Le poète se penche sur la nature bienfaisante, la terre espace agraire de son enfance avec le poème « Graine de maïs » est source de joie et moment de reconnaissance :
L’homme des champs est encore fier comme chaque année La terre a été généreuse et l’enchantement est à son comble Avec foi, il gratifie dame nature d’un sourire de reconnaissance
Protéger la nature et la régénérer est un acte éternel qui mérite d’être salué et perpétué au vu des défis climatiques et environnementaux actuels, d’où le poème « Sapin » dédié à Jean Poupié : Dans mon beau village
Au cœur du pays bamoun
Cette terre séculaire qui a vu passer tant de braves hommes
Ce pays qui a su libérer la femme à sa dignité véritable
Un homme a posé dans sa terre sa marque pour l’éternité
Il a pu rendre à la nature existante son amour pour la terre
Sans s’ériger en donneur de leçons, l’écriture de Serges Ngounga traduit son enracinement dans la réalité quotidienne, la vie, la mort, les valeurs morales, la nature, la culture, la famille, etc.. Ces éléments convoqués sous sa plume constituent une ambroisie qui devrait nourrir l’humanité.
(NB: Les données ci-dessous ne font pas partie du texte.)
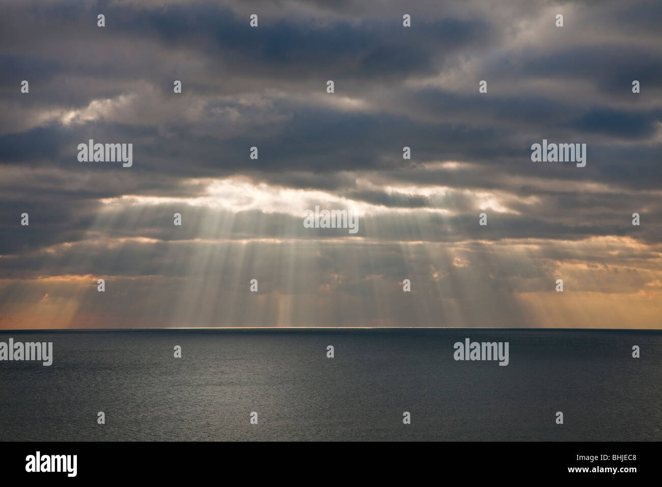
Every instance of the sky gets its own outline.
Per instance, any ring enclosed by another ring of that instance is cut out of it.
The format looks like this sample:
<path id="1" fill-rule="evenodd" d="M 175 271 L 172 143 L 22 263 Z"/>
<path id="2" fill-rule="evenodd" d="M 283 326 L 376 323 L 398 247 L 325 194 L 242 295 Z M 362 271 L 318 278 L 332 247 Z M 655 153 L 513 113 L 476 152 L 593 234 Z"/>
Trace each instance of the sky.
<path id="1" fill-rule="evenodd" d="M 662 325 L 659 1 L 0 11 L 1 329 Z"/>

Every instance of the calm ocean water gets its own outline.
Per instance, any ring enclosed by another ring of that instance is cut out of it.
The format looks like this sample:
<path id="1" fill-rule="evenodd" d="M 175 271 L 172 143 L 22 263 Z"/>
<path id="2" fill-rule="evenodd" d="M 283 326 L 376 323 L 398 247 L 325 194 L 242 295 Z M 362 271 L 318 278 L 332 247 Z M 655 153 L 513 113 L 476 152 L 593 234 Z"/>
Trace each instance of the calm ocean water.
<path id="1" fill-rule="evenodd" d="M 10 337 L 52 341 L 54 358 L 0 362 L 5 441 L 662 440 L 659 331 L 0 332 Z M 509 342 L 509 365 L 454 360 L 467 337 Z"/>

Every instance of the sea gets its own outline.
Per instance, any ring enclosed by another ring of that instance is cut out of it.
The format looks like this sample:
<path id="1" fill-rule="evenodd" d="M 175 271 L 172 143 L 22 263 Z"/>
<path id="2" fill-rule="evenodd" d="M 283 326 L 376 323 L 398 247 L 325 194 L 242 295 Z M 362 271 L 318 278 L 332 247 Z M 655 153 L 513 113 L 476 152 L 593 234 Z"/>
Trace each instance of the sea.
<path id="1" fill-rule="evenodd" d="M 52 342 L 53 363 L 0 361 L 3 441 L 662 440 L 662 331 L 0 331 L 10 338 Z M 455 360 L 466 339 L 507 342 L 508 365 Z"/>

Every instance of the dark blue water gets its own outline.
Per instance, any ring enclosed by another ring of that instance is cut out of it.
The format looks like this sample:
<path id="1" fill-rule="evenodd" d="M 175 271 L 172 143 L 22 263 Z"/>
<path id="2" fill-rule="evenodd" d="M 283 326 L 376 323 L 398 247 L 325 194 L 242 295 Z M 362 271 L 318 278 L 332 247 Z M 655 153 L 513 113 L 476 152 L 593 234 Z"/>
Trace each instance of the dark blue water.
<path id="1" fill-rule="evenodd" d="M 0 362 L 2 440 L 662 440 L 660 331 L 0 333 L 9 337 L 52 341 L 54 358 Z M 455 361 L 466 337 L 509 342 L 510 364 Z"/>

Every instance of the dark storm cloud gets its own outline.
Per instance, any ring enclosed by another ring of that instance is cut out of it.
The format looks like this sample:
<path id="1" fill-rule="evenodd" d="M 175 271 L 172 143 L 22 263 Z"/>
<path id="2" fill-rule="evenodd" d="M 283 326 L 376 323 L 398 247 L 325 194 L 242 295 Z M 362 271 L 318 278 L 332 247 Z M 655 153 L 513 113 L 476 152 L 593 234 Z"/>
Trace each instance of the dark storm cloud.
<path id="1" fill-rule="evenodd" d="M 561 272 L 657 289 L 659 2 L 0 7 L 0 311 L 46 295 L 152 325 L 273 325 L 291 306 L 298 325 L 521 326 L 516 295 Z M 90 138 L 132 143 L 133 166 L 79 162 Z M 543 138 L 586 143 L 586 167 L 532 162 Z M 318 200 L 364 209 L 357 238 L 304 228 Z"/>

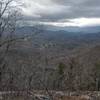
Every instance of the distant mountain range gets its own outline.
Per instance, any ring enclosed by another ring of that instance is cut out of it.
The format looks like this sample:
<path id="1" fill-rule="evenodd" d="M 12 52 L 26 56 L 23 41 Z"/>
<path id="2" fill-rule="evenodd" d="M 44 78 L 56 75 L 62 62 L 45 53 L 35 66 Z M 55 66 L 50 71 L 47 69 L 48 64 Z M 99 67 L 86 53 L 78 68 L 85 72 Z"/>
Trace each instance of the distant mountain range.
<path id="1" fill-rule="evenodd" d="M 20 34 L 31 34 L 35 30 L 32 26 L 24 26 L 24 27 L 18 27 L 16 29 L 16 33 Z M 99 33 L 100 32 L 100 26 L 91 26 L 91 27 L 53 27 L 53 26 L 44 26 L 42 29 L 40 29 L 40 32 L 44 31 L 47 33 L 79 33 L 79 34 L 88 34 L 88 33 Z"/>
Le poète, par le lyrisme de la réalité essaye d’apporter des réponses aux questions que se posent l’Homme sur son existence.
Avec des mots habillés de rimes, de sonorités et d’images, le poète imprime un rythme à son écriture similaire à nos sensations et à nos émotions. On ne saurait achever ces moments de partage sans toutefois évoquer la recherche laborieuse effectuée par le poète Ngounga qui consiste à doter chaque poème d’une épigraphe. Contrairement à sa place initiale qui est au début du texte, il a choisi de la placer à la fin. Les épigraphes des poèmes de Serges Ngounga viennent suggérer au lecteur une idée, des intentions de l’auteur. Ces épigraphes toutes allographes fonctionnement comme des indications qui mettent en exergue l’esprit du poème.